Senior police official Asghar Raza Gardaizi said he fears there are dozens more dead inside.
He said that the Saturday blast, which reverberated throughout Islamabad, was caused by more than a ton of explosives.
The blast left a crater some 30 feet deep in front of the main building.
Flames poured from the windows of the hotel and rescuers ferried a stream of bloodied bodies from the gutted building.
THIS IS A BREAKING NEWS UPDATE. Check back soon for further information. AP's earlier story is below.
ISLAMABAD, Pakistan (AP)—A massive truck bomb ripped through part of the heavily guarded Marriott Hotel in Pakistan's capital Saturday, killing at least 11 people and wounding 25—a toll expected to rise significantly.
Ahmad Latif, a senior police official, said it was one of the biggest terrorist strikes in Pakistan history.
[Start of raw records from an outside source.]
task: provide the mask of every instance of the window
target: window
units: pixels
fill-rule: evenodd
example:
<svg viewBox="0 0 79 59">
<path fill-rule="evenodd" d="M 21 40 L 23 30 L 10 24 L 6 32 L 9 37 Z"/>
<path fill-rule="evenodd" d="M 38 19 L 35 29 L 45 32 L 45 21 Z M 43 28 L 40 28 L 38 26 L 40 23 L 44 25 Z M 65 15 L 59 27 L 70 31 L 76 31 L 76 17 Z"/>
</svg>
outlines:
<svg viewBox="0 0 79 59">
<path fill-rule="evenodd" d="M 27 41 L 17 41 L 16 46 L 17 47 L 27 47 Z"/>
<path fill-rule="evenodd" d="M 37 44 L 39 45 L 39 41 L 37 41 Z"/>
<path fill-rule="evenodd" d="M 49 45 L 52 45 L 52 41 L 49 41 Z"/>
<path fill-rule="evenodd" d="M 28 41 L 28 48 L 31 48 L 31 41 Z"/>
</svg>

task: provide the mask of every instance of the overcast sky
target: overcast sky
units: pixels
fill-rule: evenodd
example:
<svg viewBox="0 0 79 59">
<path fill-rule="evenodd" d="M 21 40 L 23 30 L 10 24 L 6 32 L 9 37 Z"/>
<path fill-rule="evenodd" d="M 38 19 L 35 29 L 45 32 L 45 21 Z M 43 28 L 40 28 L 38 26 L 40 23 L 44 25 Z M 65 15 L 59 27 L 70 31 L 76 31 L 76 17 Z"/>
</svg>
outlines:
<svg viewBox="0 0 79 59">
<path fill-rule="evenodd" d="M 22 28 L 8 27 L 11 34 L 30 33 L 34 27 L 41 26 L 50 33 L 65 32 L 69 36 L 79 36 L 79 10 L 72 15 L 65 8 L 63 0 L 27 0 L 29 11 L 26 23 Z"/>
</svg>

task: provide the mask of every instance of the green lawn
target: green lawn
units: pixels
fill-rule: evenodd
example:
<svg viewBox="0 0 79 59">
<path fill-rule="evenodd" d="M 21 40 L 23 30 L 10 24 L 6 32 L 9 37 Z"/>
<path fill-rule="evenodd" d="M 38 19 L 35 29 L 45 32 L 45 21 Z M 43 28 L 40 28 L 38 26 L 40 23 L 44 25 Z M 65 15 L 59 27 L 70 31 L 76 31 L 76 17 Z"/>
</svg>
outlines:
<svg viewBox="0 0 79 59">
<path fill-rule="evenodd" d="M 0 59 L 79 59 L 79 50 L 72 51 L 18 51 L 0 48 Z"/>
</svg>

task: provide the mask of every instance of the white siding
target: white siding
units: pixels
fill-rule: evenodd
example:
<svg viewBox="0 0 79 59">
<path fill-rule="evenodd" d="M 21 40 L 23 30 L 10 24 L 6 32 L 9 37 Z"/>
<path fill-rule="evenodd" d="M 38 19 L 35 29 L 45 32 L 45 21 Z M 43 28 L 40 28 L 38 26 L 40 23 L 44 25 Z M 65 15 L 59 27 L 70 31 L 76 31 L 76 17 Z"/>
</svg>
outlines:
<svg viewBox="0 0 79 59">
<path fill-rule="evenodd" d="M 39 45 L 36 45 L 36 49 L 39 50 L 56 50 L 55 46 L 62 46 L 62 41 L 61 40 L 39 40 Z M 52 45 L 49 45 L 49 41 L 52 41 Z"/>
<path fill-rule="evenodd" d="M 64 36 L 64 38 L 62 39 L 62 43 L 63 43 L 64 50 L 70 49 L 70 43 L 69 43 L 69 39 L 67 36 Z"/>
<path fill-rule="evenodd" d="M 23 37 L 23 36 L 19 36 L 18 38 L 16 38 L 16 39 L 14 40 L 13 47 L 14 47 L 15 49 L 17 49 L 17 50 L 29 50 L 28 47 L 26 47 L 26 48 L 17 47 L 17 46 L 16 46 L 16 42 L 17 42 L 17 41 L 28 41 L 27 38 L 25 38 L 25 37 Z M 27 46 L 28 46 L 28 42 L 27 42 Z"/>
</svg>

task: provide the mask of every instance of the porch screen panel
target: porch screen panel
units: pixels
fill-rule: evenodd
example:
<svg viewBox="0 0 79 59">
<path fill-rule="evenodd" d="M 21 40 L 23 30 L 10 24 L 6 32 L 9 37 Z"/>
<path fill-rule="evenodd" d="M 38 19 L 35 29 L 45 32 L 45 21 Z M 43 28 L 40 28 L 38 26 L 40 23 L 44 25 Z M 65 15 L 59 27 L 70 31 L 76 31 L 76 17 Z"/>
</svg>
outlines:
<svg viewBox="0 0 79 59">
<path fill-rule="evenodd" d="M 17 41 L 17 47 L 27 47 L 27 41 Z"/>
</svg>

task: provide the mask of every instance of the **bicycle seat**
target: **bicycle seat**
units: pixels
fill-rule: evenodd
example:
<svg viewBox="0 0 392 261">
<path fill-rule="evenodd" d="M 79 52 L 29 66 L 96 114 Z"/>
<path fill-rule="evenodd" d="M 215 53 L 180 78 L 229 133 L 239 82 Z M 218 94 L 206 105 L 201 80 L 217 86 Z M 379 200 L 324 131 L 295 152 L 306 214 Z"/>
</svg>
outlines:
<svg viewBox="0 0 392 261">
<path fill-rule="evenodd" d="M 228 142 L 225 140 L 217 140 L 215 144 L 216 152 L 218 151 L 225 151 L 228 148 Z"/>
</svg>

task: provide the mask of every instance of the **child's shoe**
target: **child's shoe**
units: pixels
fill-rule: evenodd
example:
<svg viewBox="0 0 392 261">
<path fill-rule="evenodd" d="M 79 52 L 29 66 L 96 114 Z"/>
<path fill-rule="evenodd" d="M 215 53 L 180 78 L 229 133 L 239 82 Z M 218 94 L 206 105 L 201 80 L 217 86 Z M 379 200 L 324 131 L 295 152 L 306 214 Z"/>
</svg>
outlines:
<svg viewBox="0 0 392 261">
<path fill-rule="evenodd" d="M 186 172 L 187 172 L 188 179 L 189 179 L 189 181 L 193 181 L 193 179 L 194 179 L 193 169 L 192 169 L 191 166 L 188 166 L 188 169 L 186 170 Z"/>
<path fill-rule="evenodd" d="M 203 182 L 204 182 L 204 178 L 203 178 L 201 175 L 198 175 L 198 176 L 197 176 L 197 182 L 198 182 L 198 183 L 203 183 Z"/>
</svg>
The Marriott is a favorite place for foreigners to stay and socialize in Islamabad, despite repeated militant attacks. A security guard at the scene, Mohammad Nasir, and several witnesses said a large truck had driven toward the gate before exploding.
The blast left a vast crater, some 30 feet deep in front of the main building, where flames poured from the windows and rescuers ferried a stream of bloodied bodies from the gutted building.
Mohammad Sultan, a hotel employee, said he was in the lobby when something exploded, he fell down and everything temporarily went dark.
"I don't understand what it was, but it was like the world is finished," he said.
An Associated Press reporter counted at least nine bodies scattered at the scene. Scores of people, including foreigners, were running out—some of them stained with blood. At a hospital where many of the casualties were taken, official Raja Ejaz said at least two people had died and 25 were wounded.
Ambulances rushed to the area, where a fire burned, smoke hovered and the carcasses of vehicles were thrown about. Windows in buildings hundreds of yards away were shattered.
There was no immediate claim of responsibility for the blast.
But Pakistan, a U.S. ally in the war on terror, has faced a wave of militant violence in recent weeks following army-led offensives against insurgents in its border regions, though the capital has avoided most of the bloodshed.
In January 2007, a security guard blocked a suicide bomber who triggered a blast just outside the Marriott, killing the guard and wounding seven other people.